At the seventh day post replantation the thumb shows a good blood irrigation with a normal skin color.
The result at one-year follow-up with a good integration of the replanted thumb, a recovery of a satisfying pulp sensation and normal mobility of the thumb.
CASE V
Replantation of a very distal digit amputation
This amputation concerned a young boy who was repairing his motorbike. He experienced a very distal pulp amputation of his left fourth finger with the motorbike chain. The amputated digit which normally shall be hibernated at 4°C until its replantation was directly putted in contact with the ice and bathed in water for four hours.
The amputated digit was debrided and replanted with an arterial anastomoses on the central artery of the pulp which measured 0.6 mm. Ten minutes after tourniquet release the replanted digit showed a lack of irrigation due to a “Non Reflow Phenomenon”. An arterial catheter was introduced in the radial artery and the fibrinolytic protocol was started. This protocol is composed by :
- A flash of 50.000 UI Urokinase, 36 cc Lidocaine 1% and 40 mg Enoxaparine
Followed by an electric seringue infusion :
- for the fisrt six hours with 150.000 UI Urokinase, 36 cc Lidocaine 1% and 40 mg Enoxaparine at 6 cc / h speed.

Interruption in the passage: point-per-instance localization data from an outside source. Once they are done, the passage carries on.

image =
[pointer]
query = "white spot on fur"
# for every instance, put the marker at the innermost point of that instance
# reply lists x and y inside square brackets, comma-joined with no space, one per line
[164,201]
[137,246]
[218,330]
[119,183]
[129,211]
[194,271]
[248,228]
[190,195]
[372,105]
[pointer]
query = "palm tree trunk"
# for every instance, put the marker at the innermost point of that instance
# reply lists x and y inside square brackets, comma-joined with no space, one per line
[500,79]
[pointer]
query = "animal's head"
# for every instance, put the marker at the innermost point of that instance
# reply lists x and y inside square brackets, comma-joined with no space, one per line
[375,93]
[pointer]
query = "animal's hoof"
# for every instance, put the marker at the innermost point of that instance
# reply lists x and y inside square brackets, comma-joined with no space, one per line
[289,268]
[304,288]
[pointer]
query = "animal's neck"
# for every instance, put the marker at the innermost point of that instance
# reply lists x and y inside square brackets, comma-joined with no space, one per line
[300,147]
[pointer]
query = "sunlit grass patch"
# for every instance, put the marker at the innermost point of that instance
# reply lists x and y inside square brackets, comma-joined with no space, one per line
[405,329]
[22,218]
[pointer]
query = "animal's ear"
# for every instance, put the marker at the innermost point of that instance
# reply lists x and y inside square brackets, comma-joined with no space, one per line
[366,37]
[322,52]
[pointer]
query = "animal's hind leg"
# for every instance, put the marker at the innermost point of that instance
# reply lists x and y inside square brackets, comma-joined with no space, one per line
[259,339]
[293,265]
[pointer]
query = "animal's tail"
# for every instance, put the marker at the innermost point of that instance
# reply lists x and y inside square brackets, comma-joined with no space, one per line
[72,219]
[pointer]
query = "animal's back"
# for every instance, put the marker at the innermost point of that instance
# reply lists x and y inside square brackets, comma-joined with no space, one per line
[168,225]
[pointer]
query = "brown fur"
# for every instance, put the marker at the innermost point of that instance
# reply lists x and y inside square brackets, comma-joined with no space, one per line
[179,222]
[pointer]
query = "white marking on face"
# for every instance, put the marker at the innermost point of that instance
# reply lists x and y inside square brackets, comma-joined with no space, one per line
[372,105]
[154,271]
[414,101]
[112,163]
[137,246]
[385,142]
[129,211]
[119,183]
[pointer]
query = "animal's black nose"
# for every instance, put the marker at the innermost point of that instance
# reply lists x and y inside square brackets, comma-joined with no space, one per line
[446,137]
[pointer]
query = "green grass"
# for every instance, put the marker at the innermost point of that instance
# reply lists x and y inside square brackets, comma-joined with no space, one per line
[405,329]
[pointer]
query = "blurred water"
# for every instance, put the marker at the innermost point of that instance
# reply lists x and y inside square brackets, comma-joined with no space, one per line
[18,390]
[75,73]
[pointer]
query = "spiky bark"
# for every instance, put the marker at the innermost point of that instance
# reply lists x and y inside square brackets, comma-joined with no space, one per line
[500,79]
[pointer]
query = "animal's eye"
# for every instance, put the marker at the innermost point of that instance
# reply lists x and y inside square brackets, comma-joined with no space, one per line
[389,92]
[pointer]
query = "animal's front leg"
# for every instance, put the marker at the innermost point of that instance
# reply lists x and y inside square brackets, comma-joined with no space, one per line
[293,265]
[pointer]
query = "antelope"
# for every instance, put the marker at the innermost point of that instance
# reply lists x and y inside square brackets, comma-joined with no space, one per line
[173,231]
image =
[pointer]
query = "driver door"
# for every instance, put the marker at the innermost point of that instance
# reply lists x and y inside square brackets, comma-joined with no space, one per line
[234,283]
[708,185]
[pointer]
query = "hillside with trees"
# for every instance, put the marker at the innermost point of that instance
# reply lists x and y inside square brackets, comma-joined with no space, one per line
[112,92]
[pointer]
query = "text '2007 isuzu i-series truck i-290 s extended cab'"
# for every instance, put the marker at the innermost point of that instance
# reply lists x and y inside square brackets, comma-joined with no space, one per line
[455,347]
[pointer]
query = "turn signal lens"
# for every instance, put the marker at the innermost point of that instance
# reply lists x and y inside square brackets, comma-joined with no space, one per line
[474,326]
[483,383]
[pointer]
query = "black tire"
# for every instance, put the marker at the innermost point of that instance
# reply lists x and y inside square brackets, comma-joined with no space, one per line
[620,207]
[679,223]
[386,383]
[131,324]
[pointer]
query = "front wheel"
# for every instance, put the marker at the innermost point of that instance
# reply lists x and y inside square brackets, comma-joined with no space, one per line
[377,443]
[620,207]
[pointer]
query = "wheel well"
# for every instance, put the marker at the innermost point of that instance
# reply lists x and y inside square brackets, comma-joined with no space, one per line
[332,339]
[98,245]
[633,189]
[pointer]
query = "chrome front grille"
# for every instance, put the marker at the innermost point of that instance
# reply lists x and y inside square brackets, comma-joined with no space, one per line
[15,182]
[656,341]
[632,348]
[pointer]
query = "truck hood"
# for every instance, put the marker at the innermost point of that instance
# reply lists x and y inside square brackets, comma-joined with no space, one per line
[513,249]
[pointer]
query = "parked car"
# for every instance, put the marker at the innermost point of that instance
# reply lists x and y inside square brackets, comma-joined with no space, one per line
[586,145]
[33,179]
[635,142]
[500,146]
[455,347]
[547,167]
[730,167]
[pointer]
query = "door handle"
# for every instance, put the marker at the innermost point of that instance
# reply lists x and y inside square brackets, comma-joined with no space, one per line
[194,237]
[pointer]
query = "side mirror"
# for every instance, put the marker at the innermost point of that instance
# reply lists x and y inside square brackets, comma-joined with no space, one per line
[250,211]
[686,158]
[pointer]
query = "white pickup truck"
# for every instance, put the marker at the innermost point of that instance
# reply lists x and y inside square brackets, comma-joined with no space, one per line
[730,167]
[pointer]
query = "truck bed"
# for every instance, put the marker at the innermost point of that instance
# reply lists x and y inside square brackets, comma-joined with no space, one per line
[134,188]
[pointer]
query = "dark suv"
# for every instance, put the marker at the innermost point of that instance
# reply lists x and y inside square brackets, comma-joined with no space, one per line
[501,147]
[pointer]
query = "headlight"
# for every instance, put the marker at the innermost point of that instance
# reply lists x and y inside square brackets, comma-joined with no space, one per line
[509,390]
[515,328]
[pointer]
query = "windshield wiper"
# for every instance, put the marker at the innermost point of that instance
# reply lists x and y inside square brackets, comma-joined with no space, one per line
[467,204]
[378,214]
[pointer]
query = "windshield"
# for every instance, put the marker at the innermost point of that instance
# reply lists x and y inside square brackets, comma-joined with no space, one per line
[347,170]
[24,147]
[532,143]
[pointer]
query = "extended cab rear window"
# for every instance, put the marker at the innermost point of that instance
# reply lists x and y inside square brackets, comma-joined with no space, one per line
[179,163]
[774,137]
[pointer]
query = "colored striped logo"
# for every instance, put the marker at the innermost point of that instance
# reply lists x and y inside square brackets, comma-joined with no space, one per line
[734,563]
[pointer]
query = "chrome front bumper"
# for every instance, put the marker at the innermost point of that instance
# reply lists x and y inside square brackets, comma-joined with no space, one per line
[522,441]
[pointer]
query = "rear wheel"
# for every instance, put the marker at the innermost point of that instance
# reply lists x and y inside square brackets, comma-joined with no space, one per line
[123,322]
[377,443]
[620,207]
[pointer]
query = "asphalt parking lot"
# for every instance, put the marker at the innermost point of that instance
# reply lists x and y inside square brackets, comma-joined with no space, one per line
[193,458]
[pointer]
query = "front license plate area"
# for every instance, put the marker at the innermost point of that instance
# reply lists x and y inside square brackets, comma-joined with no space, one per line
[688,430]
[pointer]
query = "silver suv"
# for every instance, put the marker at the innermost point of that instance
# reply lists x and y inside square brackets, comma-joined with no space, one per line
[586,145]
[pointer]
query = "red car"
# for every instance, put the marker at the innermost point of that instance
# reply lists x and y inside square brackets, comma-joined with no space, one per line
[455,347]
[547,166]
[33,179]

- for the next 24 hours, the Urokinase is interrupted but the Lidocaine 1% and Enoxaparine are maintained with 72 cc and 80 mg respectively and administrated at a 3 cc / hour speed. This last combination is renewed and least for ten days and more until the neo arterioles and venules are established enough to ensure an efficient irrigation of the replanted digit.
OUFQUIR A., BAKHACH J., PANCONI B., GUIMBERTEAU J.C., BAUDET J. Salvage of digits replantations by direct arterial antithrombotic infusion. Annals of Plastic & Aesthetic Surgery., 51, 6 : 471-481, 2006.
The principal aim of this intra-arterial fibrinolytic protocol is to dissolve all the blood clots which can be formed in the arteriolar network at the sites where the vessels endotheluim are injured. It maintaines an efficient arterial blood flow until the endothelial sheath retrieved a complete healing and a normal organisation.
The result after nine-month follow-up with restoration of the digit length. The scar is little constricted but the pulp recovered an effecient sensibility. The mobility of the DIP joint was not altered as well as the regrowth of the nail system.